Zofia Bajorek, researcher at Lancaster University’s The Work Foundation, said:

“By evaluating the Head of Wellbeing pilot alongside Nuffield Health, we have a real opportunity to improve our understanding of the link between the school environment and health and wellbeing, and to see where improvements can be made that will benefit the school population and the local community.”

*Figures taken from Head of Wellbeing – An essential post for secondary schools?

I do think that this is a fabulous idea. As a parent of teens I know that they often go against our wishes and don’t listen to advice and feel that having an adult to talk to at school about any health or wellbeing issues would be a real benefit to them.

What do you think, is offering health and lifestyle coaching a good idea for young people?

Image credit: School – Shutterstock

Disclosure: Written in conjunction with Nuffield Health. All opinions are my own.

10 thoughts on “Children’s Health at School”

  1. I think that it would be great to have more emotional support in schools, as long as the teacher isn’t left with the responsibility of all of this. My son needs emotional support but can’t access it due to him being above average in his academic abilities (which I think is a stupid barrier). This sounds like a scheme that would help us greatly.

  2. This is an excellent initiative. My husband works with mentally ill teenagers and young adults. Services are very stretched as more and more people need it for various reasons. If mental, social and health care could be provided earlier it could help people before it became a much more serious issue.

  3. This is so interesting. I think schools have changed so much in recent years and taken on so many more responsibilities that it can be hard for them. But I also think that something like this could really be helpful and make such a difference to young people’s lives.

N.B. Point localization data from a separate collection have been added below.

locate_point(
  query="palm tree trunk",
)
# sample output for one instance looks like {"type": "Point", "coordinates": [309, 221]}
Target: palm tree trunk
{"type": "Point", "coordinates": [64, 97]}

  4. My sons school has a psychologist that can help with anything from bullying to mental health conditions and everything in between and I love that.
    They also encourage healthy eating and exercise. They do a daily mile, which is a mile walk around the playground every day, PE twice a week. I love it. When I went to school none of this really happened apart from PE x

  5. i think its a great idea we also have this in place with our childrens school but unfortunately it is only available for those in desperate need and so even though some children may need things like in school counciling for example , some of their lesser urgant as they put it get forgotton about til its too late

  6. I am very sceptical about the health checks at school. Maxi was weighed and checked etc and found to be overweight and we were informed. Two weeks later he was check at the GP’s and found to be underweight! He had been growing and in those two weeks had grown an inch in height. I am overweight due to my medication, but the whole of my family is spot on including the boys and the husbeast. I would never want my sporty children to be obese

  7. As a classroom assistant, I find it an excellent idea. There is such disparity and lack of communication in the school system at the moment, it is actually shocking! Children often go through school suffering major traumas at home and the staff is usually unable to help as the regulations are cumbersome and prevent rather than protect children’s welfare. xx

  8. What a fantastic idea. What a shame there isn’t the funding to have this in all secondary school.
    You’re right, there really is no focus on kids’ health once they get to secondary school and, as parents, we’re only going to take our kids to the doctor if they’re actually ill, but some problems don’t manifest themselves as a physical illness, yet are way more damaging.
    Thanks for linking up with the Teen & Tween Round-up 🙂

  9. Hey thank you for your awesome sharing and you’ve done a great job the article was up to the mark and appreciating you to be continued with such effort.